Już lockdown pokazał że da się głosować przez net. Czy nie powinniśmy zastanowić się nad stałą formą takich obrad? Opłacamy drogie biura poselskie, mają one łącza internetowe wystarczyło by VPN i forma głosowania inna odrobinkę. Nie musiało by być online a zbierane na małych pomocniczych serwerach w każdym biurze. Głosowanie rozpoczynało by się włożeniem karty.W tym momencie system sprawdzał by czy wszyscy obecni są gotowi i czy usłyszeli. Następnie głosowanie i zbieranie wyników przez np 30 min.
W razie jak by łącze zawiodło wynik poszczególnego posła pamiętał by miniserwer. Spytacie co by to dało…
Ograniczenie kosztów utrzymania sejmu i senatu
Zmniejszenie kurewstwa między posłami
Zwiększenie kontaktu z wyborcami(co z tego że biura są jak posła w nich czasem całą kadencję nie widać)
Ograniczenie spadochroniarzy(poseł musiał by w swoim powiecie być wybieranym bo inaczej dojazdy)
Ograniczenie kosztów lotów posłów
Zwiększenie kontroli nad posłami(nie pojawisz się w biurze znaczy nie pracujesz
Brak możliwości przekrętów typu poseł zamknięty w windzie. Nie liczmy Kaczora ten zawsze może sraczki dostać
Całkowite ograniczenie bójek w sejmie
Ukłon w stronę Pawłowicz… można by było sałatkę wpierdalać(wiem już nie jest posłanką)
Możliwość natychmiastowego sprawdzenia wyników głosowania przez obywateli
I wiele innych zalet.
w okresie lockdownu w Hiszpanii te metode stosowano.

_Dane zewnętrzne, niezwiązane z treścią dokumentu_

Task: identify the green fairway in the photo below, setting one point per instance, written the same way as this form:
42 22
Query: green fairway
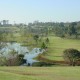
57 45
39 73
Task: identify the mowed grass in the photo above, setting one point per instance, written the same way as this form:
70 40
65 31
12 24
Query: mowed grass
57 45
39 73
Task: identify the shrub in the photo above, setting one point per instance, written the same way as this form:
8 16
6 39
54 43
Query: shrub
71 56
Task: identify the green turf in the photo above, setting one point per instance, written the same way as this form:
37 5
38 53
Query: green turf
58 45
39 73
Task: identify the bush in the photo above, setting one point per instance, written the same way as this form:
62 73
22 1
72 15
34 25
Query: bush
71 56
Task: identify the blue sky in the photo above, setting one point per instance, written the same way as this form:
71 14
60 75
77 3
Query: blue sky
26 11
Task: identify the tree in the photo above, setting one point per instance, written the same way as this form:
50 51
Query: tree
71 56
47 40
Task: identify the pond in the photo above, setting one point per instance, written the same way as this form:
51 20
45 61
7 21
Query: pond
28 54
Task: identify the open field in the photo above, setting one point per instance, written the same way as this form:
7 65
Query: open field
58 45
39 73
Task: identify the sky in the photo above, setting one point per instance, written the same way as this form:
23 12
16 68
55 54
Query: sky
25 11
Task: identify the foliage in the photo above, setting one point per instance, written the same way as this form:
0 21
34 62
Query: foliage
72 56
43 46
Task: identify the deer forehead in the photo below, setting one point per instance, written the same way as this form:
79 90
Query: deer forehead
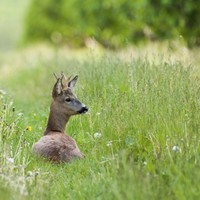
68 92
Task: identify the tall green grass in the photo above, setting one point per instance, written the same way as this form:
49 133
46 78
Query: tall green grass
141 136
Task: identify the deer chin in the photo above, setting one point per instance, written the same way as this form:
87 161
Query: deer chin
83 110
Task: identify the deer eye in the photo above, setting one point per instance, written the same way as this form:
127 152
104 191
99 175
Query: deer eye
67 99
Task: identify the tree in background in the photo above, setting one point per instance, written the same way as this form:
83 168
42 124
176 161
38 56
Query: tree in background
112 23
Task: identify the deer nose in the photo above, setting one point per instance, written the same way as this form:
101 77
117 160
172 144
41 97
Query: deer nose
83 110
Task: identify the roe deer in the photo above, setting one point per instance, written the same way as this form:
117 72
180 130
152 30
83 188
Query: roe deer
55 145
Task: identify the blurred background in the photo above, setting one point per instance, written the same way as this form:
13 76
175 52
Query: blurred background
111 24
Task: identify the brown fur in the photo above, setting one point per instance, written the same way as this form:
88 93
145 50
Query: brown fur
55 145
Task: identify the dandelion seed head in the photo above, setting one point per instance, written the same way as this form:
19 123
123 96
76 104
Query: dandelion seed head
176 149
97 135
10 160
29 128
109 144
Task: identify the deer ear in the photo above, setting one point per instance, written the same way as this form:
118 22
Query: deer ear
72 83
57 89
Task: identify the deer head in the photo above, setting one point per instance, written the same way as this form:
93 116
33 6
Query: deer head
64 98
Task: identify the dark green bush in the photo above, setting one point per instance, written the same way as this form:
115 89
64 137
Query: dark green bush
112 23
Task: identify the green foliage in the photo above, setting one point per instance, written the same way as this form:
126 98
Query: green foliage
147 114
112 23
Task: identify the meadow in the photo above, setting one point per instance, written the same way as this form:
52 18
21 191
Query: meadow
140 137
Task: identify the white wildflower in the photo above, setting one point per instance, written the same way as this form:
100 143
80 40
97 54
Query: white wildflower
97 135
176 149
145 163
109 144
3 92
20 114
10 160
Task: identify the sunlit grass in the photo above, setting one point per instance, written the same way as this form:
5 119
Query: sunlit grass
140 138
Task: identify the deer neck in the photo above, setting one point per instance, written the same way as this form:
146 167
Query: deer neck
57 120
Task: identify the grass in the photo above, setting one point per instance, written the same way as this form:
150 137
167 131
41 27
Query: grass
146 113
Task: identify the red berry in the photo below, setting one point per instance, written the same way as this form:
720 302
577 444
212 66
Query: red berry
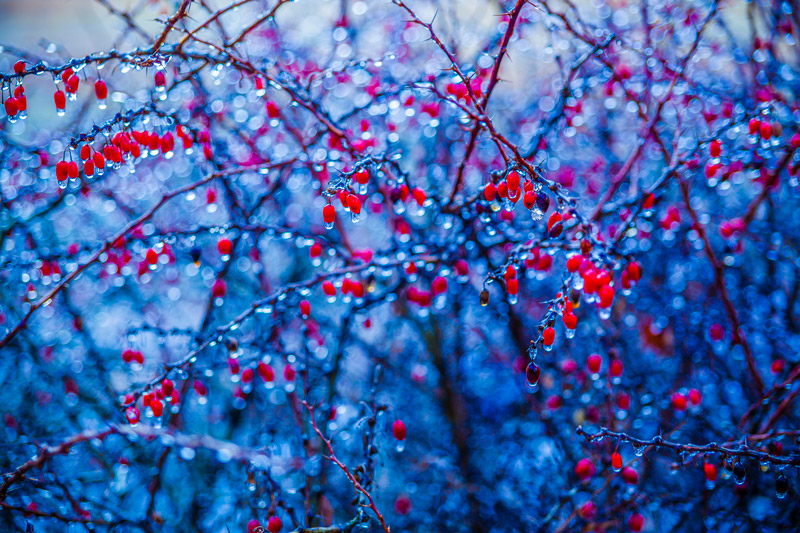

obecnie taz czesc poslow tak glosuje.
ale polowa zabawy by sie skonczyla - w przypadku osobistego uczestnictwa mozna popatrzec jak pieknie politycu sobie skacza do oczu, a ekrany tego nie zastapia.
bo ja wiem?
wiecej oszczednosci by przyniosla likwidacja Kancelarii Prezydenta, ktorej utrzymanie kosztuje zdaje sie wiecej niz pensja hiszpanskiej rodziny krolewskiej
Maria inteligentna byla i elegancka.
ja Ci powiem, ze Komorowska tez fajna kobita, moze troche jej za duzo jest, ale przy dobrym wizażyście cos by sie z niej dalo zrobic, szkoda ze nie chciala. Jola to taka nowobogacka troche, ale gustu jej odmowic nie mozna.
moze nie pierwsza dama ale zona Millera w czasach jak byl premierem dala czadu podcza wizyty cesarza japonskiego?
przy tej samej okazji Jola na przyjeciu zaserwowala trzy rodzaje zupy wisniowej, co gosci nieco zaskoczylo, bo nawykli raczej do podziwianie kwitnacych wisni
ale znajac Jole to pewnie jednak uzgodnila to ze znawcami protokulu dyplomatycznego.
Do tych rewolucji dodałabym, może nie związane ściśle z tematem, oddawanie mandatów poselskich, w wypadku zmiany orientacji politycznej.
Każdy ma prawo zmiany zdania, coś może mu się nie podobać, ale, albo zostaje niezależnym (wolnym ptakiem) przynajmniej do końca kadencji, albo zdaje mandat i w jego miejsce wchodzi następny z danej partii. Poseł zmienił zdanie, ale czy jego wyborcy też muszą zmieniać zdanie i zaczynać sympatyzować z jego nową partią???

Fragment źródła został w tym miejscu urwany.